I have found that OpenMPI v3 works for all cases, (sometimes needing a hostfile for some systems) but that OpenMPI v4 + UCX seg faults even on a single GPU.
The error is similar to this thread that Mat has commented on:
https://stackoverflow.com/questions/64281545/how-to-enable-cuda-aware-openmpi

If the github version of POT3D ends up working across multi-GPU nodes, then I should be set.
The possible exception is that our main code (MAS) uses allocatable arrays within a derived type in the hostdata region for the MPI calls, while POT3D only has straight-up allocatable arrays. So maybe there would be a difference there.
I plan to create a small reproducible test/miniapp for that part of the MAS code, but I do not have that in a good enough form yet.

  • Ron

Hi,

It has been a while since this post and I wanted to give an update / question.

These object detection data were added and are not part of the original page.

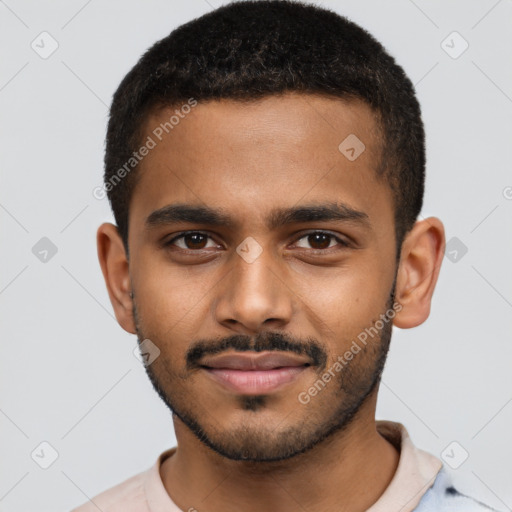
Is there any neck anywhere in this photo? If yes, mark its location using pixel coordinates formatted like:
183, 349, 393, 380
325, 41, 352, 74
160, 397, 399, 512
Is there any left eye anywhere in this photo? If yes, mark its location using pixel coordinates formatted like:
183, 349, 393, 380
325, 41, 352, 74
167, 231, 217, 250
299, 231, 348, 250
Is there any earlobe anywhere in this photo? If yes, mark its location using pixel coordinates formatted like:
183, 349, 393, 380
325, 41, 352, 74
96, 223, 136, 334
393, 217, 445, 329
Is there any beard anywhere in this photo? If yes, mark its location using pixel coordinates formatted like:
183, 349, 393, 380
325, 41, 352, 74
133, 280, 396, 463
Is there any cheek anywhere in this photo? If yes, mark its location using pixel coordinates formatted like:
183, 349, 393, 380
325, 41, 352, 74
294, 265, 389, 349
132, 250, 215, 341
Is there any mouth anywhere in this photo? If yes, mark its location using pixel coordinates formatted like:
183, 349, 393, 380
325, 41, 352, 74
201, 352, 311, 395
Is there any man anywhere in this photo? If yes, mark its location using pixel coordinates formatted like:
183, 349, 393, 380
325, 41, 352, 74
75, 1, 496, 512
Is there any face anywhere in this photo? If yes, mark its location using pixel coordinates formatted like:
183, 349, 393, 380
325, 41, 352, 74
125, 94, 396, 461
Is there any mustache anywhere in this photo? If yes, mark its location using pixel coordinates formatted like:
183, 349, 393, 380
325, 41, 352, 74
185, 332, 327, 370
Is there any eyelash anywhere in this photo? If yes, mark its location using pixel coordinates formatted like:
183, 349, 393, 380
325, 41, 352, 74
164, 230, 350, 254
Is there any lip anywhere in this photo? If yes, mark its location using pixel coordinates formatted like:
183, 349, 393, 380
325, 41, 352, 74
202, 352, 311, 395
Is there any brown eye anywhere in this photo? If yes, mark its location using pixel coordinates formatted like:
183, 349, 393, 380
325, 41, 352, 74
297, 231, 348, 251
166, 232, 216, 251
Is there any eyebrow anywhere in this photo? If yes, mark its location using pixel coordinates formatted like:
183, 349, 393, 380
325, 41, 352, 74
146, 202, 371, 230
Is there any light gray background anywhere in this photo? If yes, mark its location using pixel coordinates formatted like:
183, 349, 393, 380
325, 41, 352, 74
0, 0, 512, 512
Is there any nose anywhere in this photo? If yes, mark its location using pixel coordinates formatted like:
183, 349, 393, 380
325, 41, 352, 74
215, 245, 297, 334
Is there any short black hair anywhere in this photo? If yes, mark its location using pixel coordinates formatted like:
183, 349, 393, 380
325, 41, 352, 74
104, 0, 425, 254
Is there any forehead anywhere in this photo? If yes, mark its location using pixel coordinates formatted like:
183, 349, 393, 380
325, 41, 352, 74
130, 93, 392, 233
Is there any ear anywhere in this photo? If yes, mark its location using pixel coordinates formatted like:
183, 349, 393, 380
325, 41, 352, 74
96, 223, 136, 334
393, 217, 445, 329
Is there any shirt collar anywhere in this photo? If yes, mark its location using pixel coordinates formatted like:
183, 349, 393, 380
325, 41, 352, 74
144, 420, 443, 512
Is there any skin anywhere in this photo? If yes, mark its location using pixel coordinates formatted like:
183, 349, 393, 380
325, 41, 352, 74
98, 93, 445, 512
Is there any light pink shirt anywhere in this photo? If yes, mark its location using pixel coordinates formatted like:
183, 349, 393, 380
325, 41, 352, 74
71, 421, 443, 512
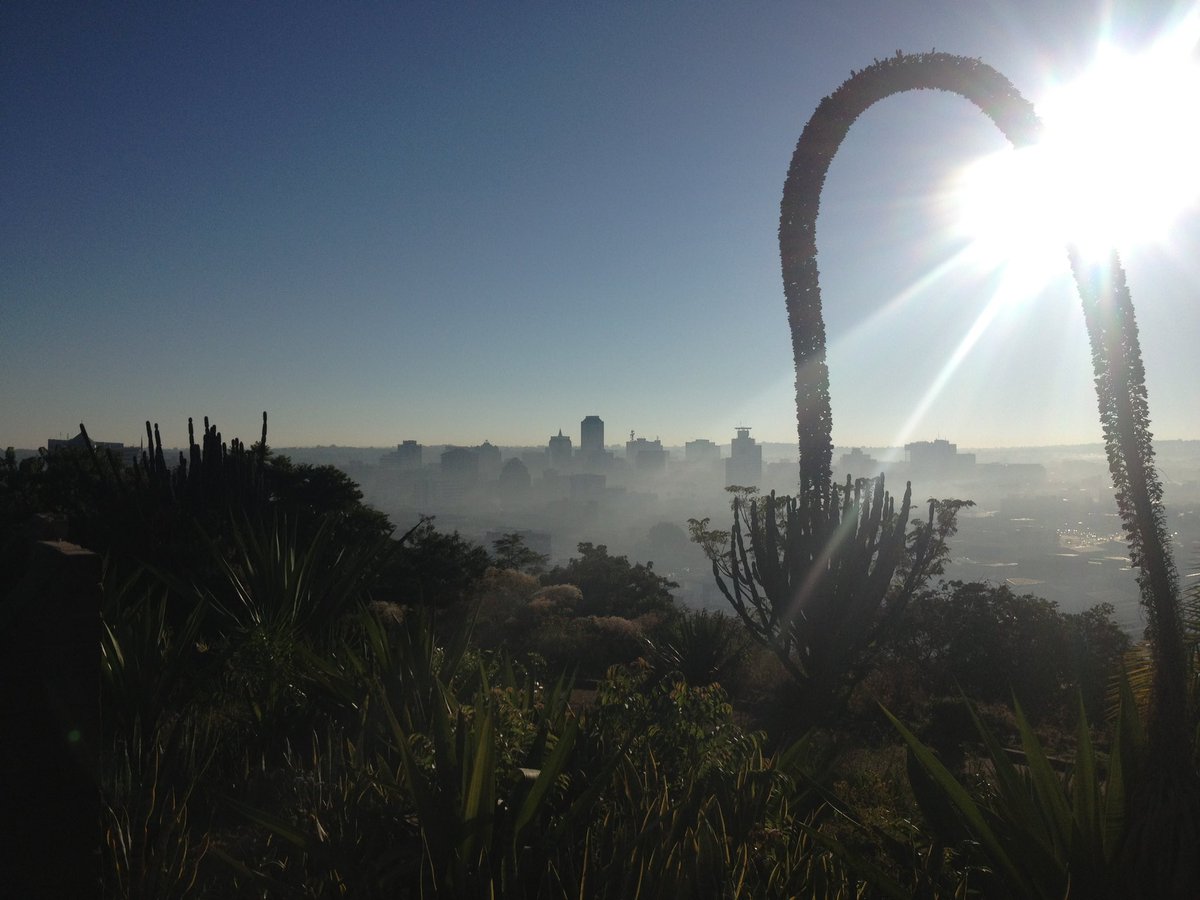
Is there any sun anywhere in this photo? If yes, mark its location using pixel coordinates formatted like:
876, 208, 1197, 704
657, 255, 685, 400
949, 13, 1200, 277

I am now trying to use the same MPI+OpenACC codes on the Delta-GPU system at NCSA (NVIDIA A100s) as part of their early access period.

Their system does NOT have infiniband (so no GDR RDMA correct?)
Instead it has HPE’s SlingShot network.

The NVIDIA HPC SDK default is version 22.2 with OpenMPI 4.1.2 with UCX 1.11.2.

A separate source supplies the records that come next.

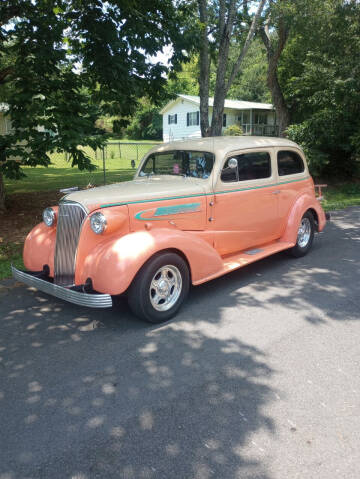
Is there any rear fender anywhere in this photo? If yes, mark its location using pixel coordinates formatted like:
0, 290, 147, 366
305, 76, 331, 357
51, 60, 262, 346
77, 228, 223, 295
280, 194, 326, 245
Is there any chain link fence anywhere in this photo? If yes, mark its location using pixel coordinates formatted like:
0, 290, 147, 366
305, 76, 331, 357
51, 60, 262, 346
44, 141, 159, 189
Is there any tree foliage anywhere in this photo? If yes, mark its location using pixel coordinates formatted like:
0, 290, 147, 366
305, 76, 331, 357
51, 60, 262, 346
125, 98, 162, 140
280, 0, 360, 177
0, 0, 181, 206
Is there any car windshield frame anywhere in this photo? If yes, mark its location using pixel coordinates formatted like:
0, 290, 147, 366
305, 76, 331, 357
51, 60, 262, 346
137, 150, 215, 180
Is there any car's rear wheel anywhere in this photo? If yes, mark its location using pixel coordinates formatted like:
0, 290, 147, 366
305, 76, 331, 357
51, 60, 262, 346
128, 252, 190, 323
289, 211, 315, 258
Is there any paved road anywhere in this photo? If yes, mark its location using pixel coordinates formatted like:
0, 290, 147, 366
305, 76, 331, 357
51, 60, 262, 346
0, 208, 360, 479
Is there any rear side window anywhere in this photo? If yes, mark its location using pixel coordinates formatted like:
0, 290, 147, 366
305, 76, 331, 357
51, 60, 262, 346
278, 151, 305, 176
221, 151, 271, 183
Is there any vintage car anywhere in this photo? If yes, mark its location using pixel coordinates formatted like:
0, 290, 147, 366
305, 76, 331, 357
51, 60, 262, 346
12, 136, 326, 323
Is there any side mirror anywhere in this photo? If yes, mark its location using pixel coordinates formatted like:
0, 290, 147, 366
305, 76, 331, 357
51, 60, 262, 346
228, 158, 237, 169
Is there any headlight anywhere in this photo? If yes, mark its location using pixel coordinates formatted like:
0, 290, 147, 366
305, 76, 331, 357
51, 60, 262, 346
43, 208, 56, 226
90, 212, 106, 235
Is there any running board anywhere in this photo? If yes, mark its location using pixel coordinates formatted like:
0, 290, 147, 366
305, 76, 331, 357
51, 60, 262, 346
193, 241, 294, 285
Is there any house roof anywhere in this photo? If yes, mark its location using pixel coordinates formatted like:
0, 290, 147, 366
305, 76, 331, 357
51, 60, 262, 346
160, 94, 274, 114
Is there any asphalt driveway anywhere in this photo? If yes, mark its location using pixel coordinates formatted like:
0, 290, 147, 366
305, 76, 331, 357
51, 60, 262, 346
0, 208, 360, 479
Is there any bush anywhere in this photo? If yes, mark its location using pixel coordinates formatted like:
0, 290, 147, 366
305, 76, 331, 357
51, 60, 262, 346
224, 125, 244, 136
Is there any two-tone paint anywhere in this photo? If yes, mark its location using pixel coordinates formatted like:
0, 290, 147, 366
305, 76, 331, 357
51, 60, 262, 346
24, 137, 326, 295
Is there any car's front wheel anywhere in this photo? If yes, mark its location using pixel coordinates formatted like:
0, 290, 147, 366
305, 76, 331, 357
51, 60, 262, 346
128, 252, 190, 323
289, 211, 315, 258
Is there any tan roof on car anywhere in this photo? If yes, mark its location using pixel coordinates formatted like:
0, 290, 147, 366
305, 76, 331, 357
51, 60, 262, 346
149, 136, 299, 155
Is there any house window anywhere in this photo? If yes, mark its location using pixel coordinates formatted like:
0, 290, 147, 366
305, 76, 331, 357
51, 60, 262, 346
254, 112, 267, 125
186, 111, 200, 126
278, 151, 305, 176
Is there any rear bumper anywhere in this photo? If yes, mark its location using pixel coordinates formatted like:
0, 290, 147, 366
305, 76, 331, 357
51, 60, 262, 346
11, 266, 112, 308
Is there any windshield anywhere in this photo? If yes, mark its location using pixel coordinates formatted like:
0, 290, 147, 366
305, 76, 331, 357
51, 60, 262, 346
139, 150, 214, 179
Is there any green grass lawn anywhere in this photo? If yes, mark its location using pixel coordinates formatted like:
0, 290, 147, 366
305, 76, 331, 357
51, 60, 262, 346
0, 243, 24, 280
5, 142, 159, 194
0, 139, 360, 279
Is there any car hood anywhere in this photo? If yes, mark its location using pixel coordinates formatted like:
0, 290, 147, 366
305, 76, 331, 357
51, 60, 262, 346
62, 176, 207, 212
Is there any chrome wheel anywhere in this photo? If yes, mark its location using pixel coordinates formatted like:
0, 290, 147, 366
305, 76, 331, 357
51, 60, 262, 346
297, 217, 311, 248
149, 265, 182, 311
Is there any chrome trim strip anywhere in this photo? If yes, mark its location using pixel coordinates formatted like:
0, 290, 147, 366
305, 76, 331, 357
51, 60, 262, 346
11, 266, 112, 308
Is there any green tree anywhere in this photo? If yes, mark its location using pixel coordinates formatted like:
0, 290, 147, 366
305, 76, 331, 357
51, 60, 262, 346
197, 0, 266, 136
0, 0, 181, 208
279, 0, 360, 177
125, 98, 162, 140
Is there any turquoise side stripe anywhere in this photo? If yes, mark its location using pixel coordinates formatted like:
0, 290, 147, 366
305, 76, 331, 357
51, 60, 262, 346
100, 177, 309, 208
135, 203, 201, 221
154, 203, 200, 216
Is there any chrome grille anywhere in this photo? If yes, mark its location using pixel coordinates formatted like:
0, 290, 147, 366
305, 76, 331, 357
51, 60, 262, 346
54, 202, 87, 286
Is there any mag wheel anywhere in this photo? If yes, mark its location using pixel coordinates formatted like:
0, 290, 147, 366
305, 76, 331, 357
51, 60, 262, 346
289, 211, 315, 258
128, 253, 190, 323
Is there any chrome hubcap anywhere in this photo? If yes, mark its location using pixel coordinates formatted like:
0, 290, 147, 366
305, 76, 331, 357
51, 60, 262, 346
149, 265, 182, 311
297, 218, 311, 248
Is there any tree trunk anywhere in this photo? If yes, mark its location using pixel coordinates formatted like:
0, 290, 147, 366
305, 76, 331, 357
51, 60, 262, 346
0, 171, 5, 212
211, 0, 236, 136
260, 20, 290, 136
267, 59, 290, 136
199, 0, 210, 137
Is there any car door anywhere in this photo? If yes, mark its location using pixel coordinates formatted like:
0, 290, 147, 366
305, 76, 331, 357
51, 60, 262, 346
212, 148, 281, 255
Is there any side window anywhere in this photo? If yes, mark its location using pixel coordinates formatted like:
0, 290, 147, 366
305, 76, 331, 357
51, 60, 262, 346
278, 151, 305, 176
221, 151, 271, 183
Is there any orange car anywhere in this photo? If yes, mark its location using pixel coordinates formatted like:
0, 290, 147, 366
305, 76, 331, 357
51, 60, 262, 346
12, 136, 326, 323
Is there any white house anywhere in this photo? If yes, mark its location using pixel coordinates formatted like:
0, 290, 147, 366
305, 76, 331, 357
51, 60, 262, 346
160, 95, 278, 141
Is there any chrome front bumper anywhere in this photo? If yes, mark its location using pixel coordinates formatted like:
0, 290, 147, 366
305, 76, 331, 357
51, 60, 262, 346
11, 266, 112, 308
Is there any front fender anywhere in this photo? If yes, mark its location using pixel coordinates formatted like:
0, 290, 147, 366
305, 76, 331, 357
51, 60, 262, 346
23, 223, 56, 276
280, 194, 326, 245
77, 228, 223, 295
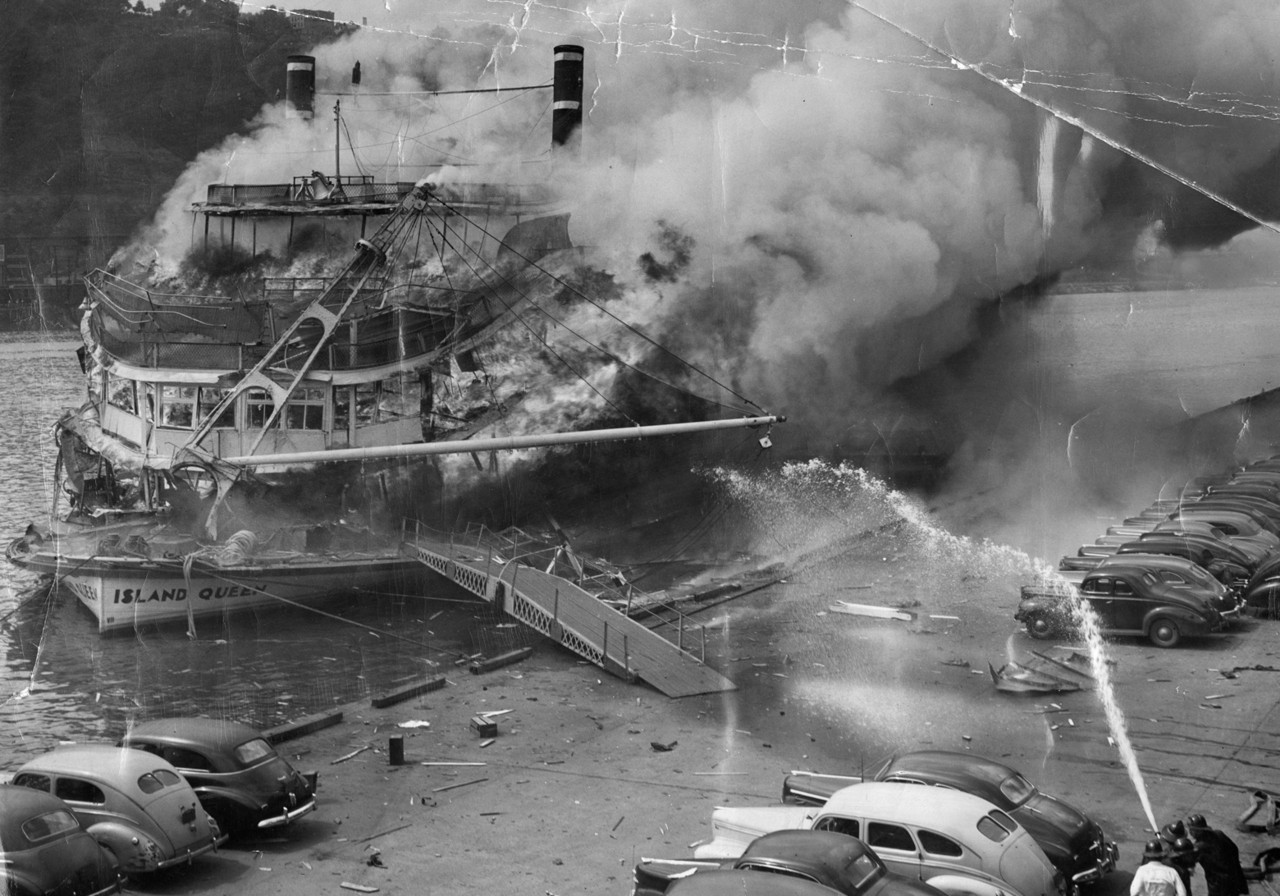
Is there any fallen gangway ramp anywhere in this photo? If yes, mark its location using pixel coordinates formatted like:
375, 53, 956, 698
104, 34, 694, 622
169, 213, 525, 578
404, 532, 736, 698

Happily, our codes actually work on the system - even with multi-node runs!
So it looks like the seg faulting issues in this thread have been worked out!

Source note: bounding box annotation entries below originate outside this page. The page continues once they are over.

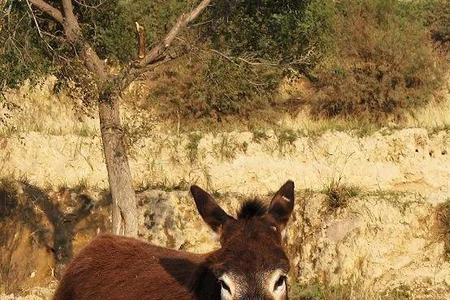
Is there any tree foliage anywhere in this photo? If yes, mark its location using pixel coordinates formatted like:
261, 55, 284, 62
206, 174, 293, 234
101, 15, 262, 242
0, 0, 450, 119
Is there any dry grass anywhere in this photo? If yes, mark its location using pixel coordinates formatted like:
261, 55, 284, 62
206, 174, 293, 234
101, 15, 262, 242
0, 76, 99, 136
322, 179, 361, 210
289, 283, 412, 300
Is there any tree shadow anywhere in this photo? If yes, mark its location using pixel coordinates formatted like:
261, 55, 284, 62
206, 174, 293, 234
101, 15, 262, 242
0, 181, 110, 278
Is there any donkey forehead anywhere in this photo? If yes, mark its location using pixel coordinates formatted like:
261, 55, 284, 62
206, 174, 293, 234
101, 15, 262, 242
213, 239, 289, 277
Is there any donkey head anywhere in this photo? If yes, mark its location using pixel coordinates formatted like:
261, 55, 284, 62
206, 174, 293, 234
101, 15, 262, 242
191, 181, 294, 300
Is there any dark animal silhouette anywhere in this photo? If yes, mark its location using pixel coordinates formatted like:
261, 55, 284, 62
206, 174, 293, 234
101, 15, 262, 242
54, 181, 294, 300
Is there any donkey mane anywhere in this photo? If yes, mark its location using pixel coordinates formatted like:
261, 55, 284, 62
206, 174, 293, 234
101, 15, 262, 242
237, 199, 267, 220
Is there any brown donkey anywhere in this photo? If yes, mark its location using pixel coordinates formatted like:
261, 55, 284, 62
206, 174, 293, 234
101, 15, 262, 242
54, 181, 294, 300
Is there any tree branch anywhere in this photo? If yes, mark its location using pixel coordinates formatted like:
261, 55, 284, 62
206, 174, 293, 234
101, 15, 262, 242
30, 0, 64, 24
137, 0, 211, 68
114, 0, 211, 94
62, 0, 81, 43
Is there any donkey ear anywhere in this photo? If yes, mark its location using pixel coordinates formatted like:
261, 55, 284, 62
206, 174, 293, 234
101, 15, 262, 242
191, 185, 233, 233
268, 180, 294, 230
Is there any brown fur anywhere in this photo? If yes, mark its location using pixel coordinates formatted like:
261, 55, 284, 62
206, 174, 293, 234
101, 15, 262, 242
54, 182, 293, 300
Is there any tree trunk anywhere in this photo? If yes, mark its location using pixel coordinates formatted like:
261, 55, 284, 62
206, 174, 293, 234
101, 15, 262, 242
82, 45, 138, 236
98, 99, 138, 236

Unhappily, the MPI communication time for MPI iSend and IRecv are very very long and kill our scaling performance.

For example, if I run the code on one of Delta’s 8-GPU nodes I get a comm time of 480 seconds (12% of the runtime), but when I run on 2 of the 4-GPU nodes, I get a comm time of 2660 seconds (43% of the runtime). The computation time for each run is the same.

I have been working with the NCSA staff to try to address this but to no avail.

I have tried multiple ways of launching the job (e.g. mpirun --bind-to core --map-by ppr:1:numa --report-bindings --mca btl self,vader,smcuda) but to no avail.

I also ran with OpenMPI 3 (that comes with the compiler) and that reduced the comm time down to 1742 seconds (33%) but that is still too high compared to some old runs I did with OpenMPI 3 on NASA’s Pleiades V100 nodes in the past.

So I was wondering if you had any ideas about what to try?

This issue exists in the POT3D code within the SPEC HPC benchmark.
Has that benchmark been made to run efficiently on multi-node systems using HPE’s slingshot and OpenACC? [The CUDA-AWARE MPI is used by utilizing OpenACC’s host_data use_device() around the MPI calls].

Thanks for any tips!

– Ron

Can you run the OSU Benchmarks on this cluster, using the latest OpenMPI/UCX/GDRcopy/CUDA?
This would highlight whether the GDRcopy is working or not.

On this page
https://portal.xsede.org/ncsa-delta
it says that it has GDRcopy. The OSU Benchmarks should show whether it’s working or not.

Hi,

NCSA messaged me that they were unsure if it works or not:

Also, Delta's not an Infiniband based cluster. "
* A low latency and high bandwidth HPE/Cray Slingshot interconnect between compute nodes"

...no ibverbs. I recall that early versions of gpu-direct required infiniband, so that may be worth noting here.

As for the OSU benchmarks - it looks like NCSA has already provided a module for it!

-------------------------- /sw/spack/delta-2022-03/modules/lmod/openmpi/4.1.2-a76heua/nvhpc/22.2 ---------------------------
osu-micro-benchmarks/5.7.1

Could you please post the command that I should use to test the multi-node GPU communication?

– Ron

Put me in touch with the NCSA admins and I’ll take a look.
My NCSA/BlueWater keyfob has run out, I’d like to ask them to re-activate my account.